Provided no wax is placed on these surfaces they will in effect provide a frictional
intermediate locking plane 74. Such frictional intermediate locking planes can be
incorporated in other of the above described
[0223] In one embodiment as shown in Figures 23c-23i adhesive is applied to both of the
recesses in the male joint Jm only and not in the female joint Jf. In such an embodiment,
due to the nature of the re-stickable adhesive, when a substrate 12 is removed from
adjacent adjoining substrates, the adhesive remains in the recesses 42 and 42c of
the removed substrates.
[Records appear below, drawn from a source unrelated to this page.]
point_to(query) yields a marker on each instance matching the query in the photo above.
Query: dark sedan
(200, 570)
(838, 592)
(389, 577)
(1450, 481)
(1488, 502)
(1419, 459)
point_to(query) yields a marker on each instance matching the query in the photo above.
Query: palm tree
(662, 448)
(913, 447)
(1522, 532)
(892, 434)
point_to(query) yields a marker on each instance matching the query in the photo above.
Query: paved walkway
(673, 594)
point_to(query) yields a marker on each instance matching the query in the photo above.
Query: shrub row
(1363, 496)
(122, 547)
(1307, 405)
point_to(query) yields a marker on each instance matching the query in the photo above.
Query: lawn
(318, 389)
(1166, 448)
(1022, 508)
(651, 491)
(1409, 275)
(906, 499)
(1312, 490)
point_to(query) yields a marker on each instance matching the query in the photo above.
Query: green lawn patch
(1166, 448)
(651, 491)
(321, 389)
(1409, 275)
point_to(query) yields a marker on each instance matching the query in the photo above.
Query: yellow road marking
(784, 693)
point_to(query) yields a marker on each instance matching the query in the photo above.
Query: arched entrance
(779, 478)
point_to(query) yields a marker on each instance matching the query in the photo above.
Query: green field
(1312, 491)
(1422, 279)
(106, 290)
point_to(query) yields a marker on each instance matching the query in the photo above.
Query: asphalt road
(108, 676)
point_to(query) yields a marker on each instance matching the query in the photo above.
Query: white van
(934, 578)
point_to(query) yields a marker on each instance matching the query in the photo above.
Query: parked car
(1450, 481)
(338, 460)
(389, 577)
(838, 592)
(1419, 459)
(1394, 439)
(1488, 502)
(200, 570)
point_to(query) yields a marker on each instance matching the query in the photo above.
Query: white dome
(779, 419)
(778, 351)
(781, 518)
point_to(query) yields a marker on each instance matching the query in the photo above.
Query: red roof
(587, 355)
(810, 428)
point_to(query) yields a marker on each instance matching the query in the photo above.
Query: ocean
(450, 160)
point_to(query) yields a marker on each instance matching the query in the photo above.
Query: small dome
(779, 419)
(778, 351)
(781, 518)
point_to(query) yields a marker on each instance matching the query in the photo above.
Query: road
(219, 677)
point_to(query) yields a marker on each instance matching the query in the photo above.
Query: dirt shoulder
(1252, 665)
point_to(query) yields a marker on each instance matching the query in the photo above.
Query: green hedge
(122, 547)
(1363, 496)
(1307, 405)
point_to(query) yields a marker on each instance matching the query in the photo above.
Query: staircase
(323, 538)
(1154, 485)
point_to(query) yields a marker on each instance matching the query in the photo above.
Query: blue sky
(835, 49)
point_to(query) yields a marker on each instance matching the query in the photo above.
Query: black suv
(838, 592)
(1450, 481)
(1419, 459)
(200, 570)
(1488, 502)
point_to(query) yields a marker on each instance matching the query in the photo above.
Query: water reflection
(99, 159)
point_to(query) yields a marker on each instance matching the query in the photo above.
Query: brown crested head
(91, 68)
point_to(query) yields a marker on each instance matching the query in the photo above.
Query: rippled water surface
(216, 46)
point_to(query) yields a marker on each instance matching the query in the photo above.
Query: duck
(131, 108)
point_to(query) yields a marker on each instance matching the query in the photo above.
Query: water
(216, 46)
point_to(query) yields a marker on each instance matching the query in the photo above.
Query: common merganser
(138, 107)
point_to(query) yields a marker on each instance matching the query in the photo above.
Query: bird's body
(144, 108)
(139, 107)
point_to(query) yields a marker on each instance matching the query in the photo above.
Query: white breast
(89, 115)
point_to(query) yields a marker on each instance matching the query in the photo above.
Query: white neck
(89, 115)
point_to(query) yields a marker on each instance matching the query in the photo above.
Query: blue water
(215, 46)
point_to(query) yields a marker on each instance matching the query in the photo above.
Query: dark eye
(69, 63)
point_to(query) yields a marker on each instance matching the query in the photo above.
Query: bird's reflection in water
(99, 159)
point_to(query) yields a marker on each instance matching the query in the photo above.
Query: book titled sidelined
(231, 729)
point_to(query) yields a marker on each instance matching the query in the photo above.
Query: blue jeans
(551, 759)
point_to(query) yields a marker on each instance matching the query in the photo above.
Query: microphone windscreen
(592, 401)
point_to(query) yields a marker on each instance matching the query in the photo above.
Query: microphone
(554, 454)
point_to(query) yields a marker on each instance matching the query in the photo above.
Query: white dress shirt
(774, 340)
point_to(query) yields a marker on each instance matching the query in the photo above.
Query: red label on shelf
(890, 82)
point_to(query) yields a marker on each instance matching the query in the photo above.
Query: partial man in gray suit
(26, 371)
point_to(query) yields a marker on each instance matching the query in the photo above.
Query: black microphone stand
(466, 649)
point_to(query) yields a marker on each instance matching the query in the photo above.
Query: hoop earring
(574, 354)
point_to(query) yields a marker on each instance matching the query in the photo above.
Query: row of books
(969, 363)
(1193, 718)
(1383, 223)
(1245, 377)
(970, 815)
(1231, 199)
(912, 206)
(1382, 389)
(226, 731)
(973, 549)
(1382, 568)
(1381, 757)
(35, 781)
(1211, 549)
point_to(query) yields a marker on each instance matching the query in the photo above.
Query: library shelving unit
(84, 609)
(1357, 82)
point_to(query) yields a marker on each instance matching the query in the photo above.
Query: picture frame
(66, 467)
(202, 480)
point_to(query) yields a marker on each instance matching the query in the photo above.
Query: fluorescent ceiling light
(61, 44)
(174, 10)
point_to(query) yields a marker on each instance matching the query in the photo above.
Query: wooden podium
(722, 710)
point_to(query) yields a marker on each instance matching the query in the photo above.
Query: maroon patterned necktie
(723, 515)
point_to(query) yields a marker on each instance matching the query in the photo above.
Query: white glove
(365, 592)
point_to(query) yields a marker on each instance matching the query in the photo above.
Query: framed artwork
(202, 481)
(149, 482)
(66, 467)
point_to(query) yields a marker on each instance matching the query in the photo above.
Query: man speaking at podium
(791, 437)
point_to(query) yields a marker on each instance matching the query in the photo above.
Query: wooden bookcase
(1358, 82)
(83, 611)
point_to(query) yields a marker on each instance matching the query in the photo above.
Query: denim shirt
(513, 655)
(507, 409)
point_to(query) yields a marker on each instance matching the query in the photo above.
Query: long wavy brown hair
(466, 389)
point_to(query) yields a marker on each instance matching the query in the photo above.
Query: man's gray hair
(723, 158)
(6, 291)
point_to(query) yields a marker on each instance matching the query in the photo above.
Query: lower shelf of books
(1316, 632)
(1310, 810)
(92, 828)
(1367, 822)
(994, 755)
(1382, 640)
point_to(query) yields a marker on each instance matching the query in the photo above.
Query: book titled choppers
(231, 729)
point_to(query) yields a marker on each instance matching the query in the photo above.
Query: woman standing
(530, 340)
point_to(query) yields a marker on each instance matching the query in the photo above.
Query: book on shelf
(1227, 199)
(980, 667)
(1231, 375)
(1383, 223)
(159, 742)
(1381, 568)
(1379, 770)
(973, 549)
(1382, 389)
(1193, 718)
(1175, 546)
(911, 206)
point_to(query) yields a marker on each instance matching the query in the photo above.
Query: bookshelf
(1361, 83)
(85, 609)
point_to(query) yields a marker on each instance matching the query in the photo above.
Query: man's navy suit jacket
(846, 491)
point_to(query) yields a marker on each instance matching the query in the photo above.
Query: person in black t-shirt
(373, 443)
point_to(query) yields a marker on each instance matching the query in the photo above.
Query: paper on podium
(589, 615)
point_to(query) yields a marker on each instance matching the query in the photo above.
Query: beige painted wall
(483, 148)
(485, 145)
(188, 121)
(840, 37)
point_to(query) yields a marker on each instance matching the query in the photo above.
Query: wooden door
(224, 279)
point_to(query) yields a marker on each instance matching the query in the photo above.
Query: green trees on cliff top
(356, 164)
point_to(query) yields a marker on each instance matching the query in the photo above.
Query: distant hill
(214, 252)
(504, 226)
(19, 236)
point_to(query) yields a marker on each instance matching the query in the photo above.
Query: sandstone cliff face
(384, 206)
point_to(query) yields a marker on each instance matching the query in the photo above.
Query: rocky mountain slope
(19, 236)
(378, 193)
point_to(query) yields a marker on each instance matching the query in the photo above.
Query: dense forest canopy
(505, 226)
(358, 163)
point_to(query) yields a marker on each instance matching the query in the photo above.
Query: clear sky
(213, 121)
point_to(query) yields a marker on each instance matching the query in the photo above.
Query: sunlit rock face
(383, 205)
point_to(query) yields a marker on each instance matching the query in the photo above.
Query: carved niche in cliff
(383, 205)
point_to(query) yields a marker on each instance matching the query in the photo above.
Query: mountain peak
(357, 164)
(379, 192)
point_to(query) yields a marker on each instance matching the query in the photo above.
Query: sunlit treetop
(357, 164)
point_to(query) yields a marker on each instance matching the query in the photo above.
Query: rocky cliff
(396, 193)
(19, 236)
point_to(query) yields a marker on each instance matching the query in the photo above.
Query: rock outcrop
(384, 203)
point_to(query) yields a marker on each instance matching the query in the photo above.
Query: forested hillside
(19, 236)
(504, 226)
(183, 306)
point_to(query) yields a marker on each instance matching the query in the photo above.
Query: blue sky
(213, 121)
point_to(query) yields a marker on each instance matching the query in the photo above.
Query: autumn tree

Moreover, the nature of the adhesive is such that it remains
in the recess in which it is originally provided. This is depicted in Figures 23c-23i
which progressively show the disengagement of joints Jm and Jf of the joint system
10n
[0224] Figure 23c shown joints Jm and Jf prior to engagement. Recesses 42 and 42c are each
provided with respective beads B1 and B2 of re-stickable adhesive 300 covered with
release strips R1 and R2. There is no adhesive in the recesses 42b and 42d. Figure
23d shows the joints Jm and Jf fully engaged with the release strips R1 and R2 removed
so that the re-stickable adhesive 300 in beads B1 and B2 adhere to the surface of
the recesses 42b and 42d.
[0225] Figures 23e -23i show the typical disengagement process of joints Jm and Jf in embodiments
of any joints system with initially the joint Jm being rotated in a negative (clockwise)
direction relative to joint Jf to release protrusion Pm from recess Rf, and the subsequent
application of downward pressure on the female joint Jf. The re-stickable adhesive
is able to flex and move during the separation process to allow the rotation and subsequently
is pulled from the recesses 42b and 42d to remain in recesses 42 and 42c.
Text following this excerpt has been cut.